Some Eclipse Foundation services are deprecated, or will be soon. Please ensure you've read this important communication.

Bug 421843

Summary: [WebClient] Null pointer crash when User-Agent is not recognized
Product: [RT] RAP Reporter: Ralf Sternberg <rsternberg>
Component: RWTAssignee: Project Inbox <rap-inbox>
Status: RESOLVED FIXED QA Contact:
Severity: normal    
Priority: P1    
Version: 2.2   
Target Milestone: 2.2 RC1   
Hardware: PC   
OS: Linux   
Whiteboard:

Description Ralf Sternberg CLA 2013-11-15 10:29:00 EST 
When IE recently changed its User-Agent string, our webclient ran into a null pointer crash (bug 421529). The offending statement was likely in Client.js, line 361, or a similar construct:

    var language = ( this._engineName.indexOf( "mshtml" ) !== -1 )
        ? navigator.userLanguage
        : navigator.language;

Since the browser identification leaves the field _engineName at null, the indexOf is a null pointer access. Either the init code should never leave browser identification fields at null or these fields must never be accessed in this way (I'd prefer the first).

At any rate, we must ensure that the client does not crash just because the client sends an unknown User-Agent. We don't know all browsers, especially not future versions.
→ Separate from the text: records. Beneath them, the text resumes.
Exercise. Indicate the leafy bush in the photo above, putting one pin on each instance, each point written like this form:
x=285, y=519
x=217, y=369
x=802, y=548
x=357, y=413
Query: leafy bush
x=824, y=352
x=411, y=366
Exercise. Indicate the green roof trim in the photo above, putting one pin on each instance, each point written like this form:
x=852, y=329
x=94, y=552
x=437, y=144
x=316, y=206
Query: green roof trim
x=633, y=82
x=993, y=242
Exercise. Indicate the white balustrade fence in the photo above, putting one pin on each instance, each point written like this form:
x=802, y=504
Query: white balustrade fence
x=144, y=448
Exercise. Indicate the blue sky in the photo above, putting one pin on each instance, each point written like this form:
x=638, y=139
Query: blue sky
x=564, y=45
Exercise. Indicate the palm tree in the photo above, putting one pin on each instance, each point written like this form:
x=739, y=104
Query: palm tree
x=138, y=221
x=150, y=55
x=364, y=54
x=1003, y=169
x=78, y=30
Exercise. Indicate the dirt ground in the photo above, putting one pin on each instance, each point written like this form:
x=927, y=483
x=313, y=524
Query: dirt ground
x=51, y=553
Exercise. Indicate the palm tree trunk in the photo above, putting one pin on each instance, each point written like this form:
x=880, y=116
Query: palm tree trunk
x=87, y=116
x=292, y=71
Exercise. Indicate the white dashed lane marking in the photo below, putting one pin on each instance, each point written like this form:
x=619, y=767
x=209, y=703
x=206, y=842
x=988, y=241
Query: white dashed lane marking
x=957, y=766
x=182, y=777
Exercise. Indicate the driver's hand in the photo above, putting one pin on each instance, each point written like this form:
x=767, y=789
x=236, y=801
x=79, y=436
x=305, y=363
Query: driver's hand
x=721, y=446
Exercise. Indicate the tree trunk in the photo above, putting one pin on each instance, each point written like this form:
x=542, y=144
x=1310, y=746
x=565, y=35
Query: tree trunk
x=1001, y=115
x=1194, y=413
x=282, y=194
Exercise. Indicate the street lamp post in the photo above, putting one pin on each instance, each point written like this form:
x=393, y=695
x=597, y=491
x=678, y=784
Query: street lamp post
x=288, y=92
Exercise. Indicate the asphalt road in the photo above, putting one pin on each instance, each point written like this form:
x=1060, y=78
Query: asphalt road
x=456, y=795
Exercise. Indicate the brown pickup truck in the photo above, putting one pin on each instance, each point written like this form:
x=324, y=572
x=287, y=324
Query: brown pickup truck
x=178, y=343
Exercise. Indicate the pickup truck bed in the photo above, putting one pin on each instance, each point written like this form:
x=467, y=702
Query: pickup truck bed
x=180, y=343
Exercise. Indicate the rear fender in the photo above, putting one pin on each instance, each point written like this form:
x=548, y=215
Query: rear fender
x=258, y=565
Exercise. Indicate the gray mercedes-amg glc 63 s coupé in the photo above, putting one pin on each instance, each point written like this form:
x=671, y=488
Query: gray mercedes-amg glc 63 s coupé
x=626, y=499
Moreover, some browsers allow customizing the User-Agent string.

Set it to P1 as this issue affects the robustness of our web client.
Comment 1 Ivan Furnadjiev CLA 2013-11-18 03:52:39 EST 
Fixed in master with commit cdec2240546aa867dc6d4aede45150ab5f08f2a6. Initialize _engineName and _browserName with "unknown" instead of null.
Comment 2 Ralf Sternberg CLA 2013-11-19 10:26:40 EST 
The idea of this bug was to make the client more robust in case of an unknown User-Agent string. This commit solves the exact crash described here, but when setting a custom User-Agent string (e.g. "funny browser") in the browser, the web client still crashes elsewhere (bug 422068).

I agree that the commit is an improvement and we should keep it. However, as it does not solve the original problem, I think that backporting this change alone doesn't make sense.